Она дразнила чуточку Костю, но не обидно. Просто знала, что самый лучший и самый красивый город на земле – ее Ленинград.
А Захару Михалычу очень понравилось, что Костя – шутка ли это, в двадцать лет без руки остаться, – сохранил в себе душевную теплоту, умение радоваться и благодарность – вот что главное – к родной земле, которая вскормила его и вспоила. Все от нее, от земли, и худо, когда человек, хотя бы и в горе, забывает о том, где родился, где вырос, где из века в век жили его пращуры. И не все ли равно, большой ли это город или маленькая деревушка. Земля вообще огромна и необъятна, а человеку нужен крохотный клочок именно родной земли, чтобы ощутить, почувствовать кровную связь с прошлым своим, без которого нет ни настоящего, ни будущего. Да и сам человек ничто.

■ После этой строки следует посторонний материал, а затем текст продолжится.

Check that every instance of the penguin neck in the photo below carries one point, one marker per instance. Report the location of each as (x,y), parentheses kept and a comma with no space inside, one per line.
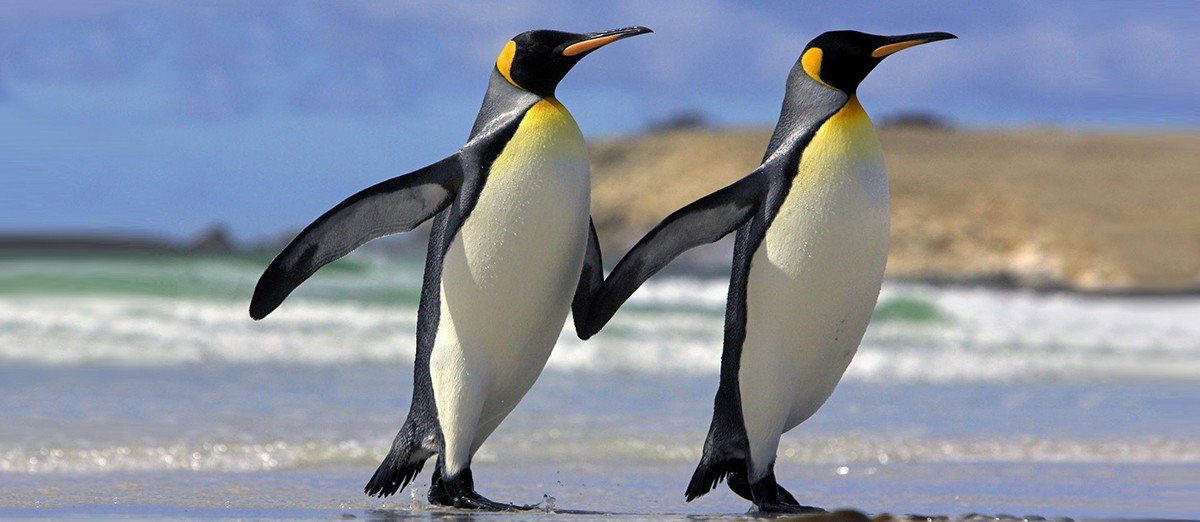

Незадолго до войны – в сороковом году – Антипов ездил на Новгородчину. Уж мало кто и помнил там Антиповых, а все-таки осталась, сохранилась какая-то необъяснимая связь с родиной, иначе почему бы вдруг похолодало в груди и засосало где-то внутри жгуче и нестерпимо, когда взошел Захар Михалыч на пригорок и увидал деревню, бывшую родиной отца его, и деда, и прадеда... Знал он, что это та самая деревня, ждал увидеть с пригорка именно ее, но если бы и не знал, что это и есть Малое Залесье, все равно, убежден Антипов, все равно узнал бы, не ошибся и не прошел мимо, чтоб не полюбоваться, не поклониться издали. Сердце бы указало.
В том-то и дело, что настоящая, благодарная память хранится не головой, а сердцем...
Бывал Захар Михалыч и в других местах. На Кавказ, в Крым по путевкам ездил, но нигде так не отдохнул душой и телом, как в свой последний отпуск в Малом Залесье, хоть ничего не осталось от их родового гнезда: на месте антиповского дома, который от ветхости развалился, выстроили школу...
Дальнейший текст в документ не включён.